2. Basic inferential data analysis. This document is focussing on the first question
In this project you will investigate the exponential distribution in R and compare it with the Central Limit Theorem. The exponential distribution can be simulated in R with rexp(n, lambda) where lambda is the rate parameter. The mean of exponential distribution is 1/lambda and the standard deviation is also 1/lambda. Set lambda = 0.2 for all of the simulations. You will investigate the distribution of averages of 40 exponentials. Note that you will need to do a thousand simulations.
Illustrate via simulation and associated explanatory text the properties of the distribution of the mean of 40 exponentials. You should:
In point 3, focus on the difference between the distribution of a large collection of random exponentials and the distribution of a large collection of averages of 40 exponentials.

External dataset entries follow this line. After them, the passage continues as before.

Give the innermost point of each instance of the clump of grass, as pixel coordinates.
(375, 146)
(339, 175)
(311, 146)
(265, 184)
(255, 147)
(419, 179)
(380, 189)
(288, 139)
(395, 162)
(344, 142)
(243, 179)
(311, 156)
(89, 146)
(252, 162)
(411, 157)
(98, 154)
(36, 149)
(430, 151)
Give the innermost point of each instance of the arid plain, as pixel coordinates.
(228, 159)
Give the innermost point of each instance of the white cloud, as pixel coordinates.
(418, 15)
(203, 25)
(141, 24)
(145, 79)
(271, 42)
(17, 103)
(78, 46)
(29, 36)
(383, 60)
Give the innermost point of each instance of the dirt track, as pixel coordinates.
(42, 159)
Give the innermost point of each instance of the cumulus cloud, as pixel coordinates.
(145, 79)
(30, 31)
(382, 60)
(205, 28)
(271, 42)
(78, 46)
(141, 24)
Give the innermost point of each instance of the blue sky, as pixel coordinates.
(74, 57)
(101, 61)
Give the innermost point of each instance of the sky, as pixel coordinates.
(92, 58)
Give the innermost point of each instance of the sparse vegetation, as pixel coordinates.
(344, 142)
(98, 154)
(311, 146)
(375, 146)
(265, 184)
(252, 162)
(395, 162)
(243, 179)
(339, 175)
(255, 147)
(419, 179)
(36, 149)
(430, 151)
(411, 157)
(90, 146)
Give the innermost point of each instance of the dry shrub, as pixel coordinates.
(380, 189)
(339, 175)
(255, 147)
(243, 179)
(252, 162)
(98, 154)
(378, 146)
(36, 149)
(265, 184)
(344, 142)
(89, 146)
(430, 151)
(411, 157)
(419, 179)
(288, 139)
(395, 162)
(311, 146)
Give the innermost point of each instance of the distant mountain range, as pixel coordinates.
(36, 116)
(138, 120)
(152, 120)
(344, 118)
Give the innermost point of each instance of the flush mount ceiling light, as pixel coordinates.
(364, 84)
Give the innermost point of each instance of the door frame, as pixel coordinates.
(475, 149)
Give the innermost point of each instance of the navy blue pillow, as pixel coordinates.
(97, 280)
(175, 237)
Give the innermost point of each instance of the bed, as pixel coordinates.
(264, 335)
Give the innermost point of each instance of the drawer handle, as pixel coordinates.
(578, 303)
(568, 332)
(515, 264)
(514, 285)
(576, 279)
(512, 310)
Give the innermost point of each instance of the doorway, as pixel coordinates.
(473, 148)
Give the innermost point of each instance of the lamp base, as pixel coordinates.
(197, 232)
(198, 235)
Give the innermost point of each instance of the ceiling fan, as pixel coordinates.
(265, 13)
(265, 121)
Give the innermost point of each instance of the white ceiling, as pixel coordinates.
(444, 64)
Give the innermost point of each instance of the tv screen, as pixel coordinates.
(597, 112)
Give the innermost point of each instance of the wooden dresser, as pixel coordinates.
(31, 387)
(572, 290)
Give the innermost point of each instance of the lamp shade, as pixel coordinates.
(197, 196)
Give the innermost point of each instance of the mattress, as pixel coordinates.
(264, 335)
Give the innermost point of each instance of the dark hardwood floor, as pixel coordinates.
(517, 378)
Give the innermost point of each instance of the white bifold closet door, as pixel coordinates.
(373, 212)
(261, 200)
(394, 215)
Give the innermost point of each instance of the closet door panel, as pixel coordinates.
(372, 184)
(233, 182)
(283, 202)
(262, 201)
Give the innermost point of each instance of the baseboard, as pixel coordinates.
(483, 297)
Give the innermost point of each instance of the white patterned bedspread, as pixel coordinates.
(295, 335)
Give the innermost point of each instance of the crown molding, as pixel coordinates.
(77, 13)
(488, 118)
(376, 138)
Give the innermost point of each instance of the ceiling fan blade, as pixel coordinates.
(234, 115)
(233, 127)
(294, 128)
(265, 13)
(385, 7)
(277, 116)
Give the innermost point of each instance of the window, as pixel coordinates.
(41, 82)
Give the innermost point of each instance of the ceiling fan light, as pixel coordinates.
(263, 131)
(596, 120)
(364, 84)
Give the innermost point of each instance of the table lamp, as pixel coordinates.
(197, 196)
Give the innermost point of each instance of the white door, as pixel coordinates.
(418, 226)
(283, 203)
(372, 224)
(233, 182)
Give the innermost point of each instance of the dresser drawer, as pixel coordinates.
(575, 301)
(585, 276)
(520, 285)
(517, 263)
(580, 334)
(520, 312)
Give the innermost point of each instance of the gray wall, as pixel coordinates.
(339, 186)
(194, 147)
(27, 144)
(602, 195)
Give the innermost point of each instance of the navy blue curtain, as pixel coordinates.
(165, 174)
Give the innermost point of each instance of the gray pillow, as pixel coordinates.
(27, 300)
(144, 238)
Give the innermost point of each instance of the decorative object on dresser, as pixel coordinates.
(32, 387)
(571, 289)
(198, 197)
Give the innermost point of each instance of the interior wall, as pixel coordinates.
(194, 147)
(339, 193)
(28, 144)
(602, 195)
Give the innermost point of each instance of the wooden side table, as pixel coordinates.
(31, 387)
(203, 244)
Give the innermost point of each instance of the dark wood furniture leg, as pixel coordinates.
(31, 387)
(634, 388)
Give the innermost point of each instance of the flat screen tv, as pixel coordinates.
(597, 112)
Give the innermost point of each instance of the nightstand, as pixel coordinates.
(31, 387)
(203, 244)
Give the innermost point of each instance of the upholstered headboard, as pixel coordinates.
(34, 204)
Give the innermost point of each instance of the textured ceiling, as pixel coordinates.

Based on a generated sample distribution of an exponential distribution the Central Limit Theory is investigated. The theoratical and the simulated characteristics of the distribution are compared and they are almost identical. Also a histogram of the means (rows of 40 values) is made. The histogram is normally distributed.
In the initialisation two things have to happen, initialisation of R and defining the variables from the assignment.
In this step the simulation set has to be generated. But before the seed has to be set so the simulation can be repeated.
set.seed(1)
simulation_set <- matrix(rexp(n*set,lambda), set)
The mean of the rows have to be calculated so the distribution can be verified according the CLT.
row_mean <- apply(simulation_set, 1, mean)
sim_mean <- mean(row_mean)
sim_sd <- sd(row_mean)
sim_var <- sim_sd^2
print_result <- matrix(c(theo_mean, theo_sd, theo_var, sim_mean, sim_sd, sim_var), nrow = 3, ncol = 2)
dimnames(print_result) = list(c("mean","standard deviation", "variance"),
c("theoratical", "simulation"))
print(print_result)
## theoratical simulation
## mean 5.0000000 4.9900252
## standard deviation 0.7905694 0.7859435
## variance 0.6250000 0.6177072
The differences between the theoratical characteristics of the distribution and the simulation seems to be negligible. If mean is rounded on three figures, it is only .01 off. The standard deviation and the variance are even less off (.004 and .007). This answers question 1 and 2.
In this step the average of the means of each row is plotted.
hist(row_mean, density=100, breaks=20, prob=TRUE, col = "blue",
xlab="average of 40", ylab = "density",
main="means of exponential distribution")
curve(dnorm(x, mean=theo_mean, sd=theo_sd),
col="black", lwd=2, add=TRUE, yaxt="n")
In the bars the mean is given. In black the normal function based on the theoratical characteristics (mean and standard deviation) is printed. The distribution based on the plot looks normally distributed and this means that the Central Limit Theory is proven.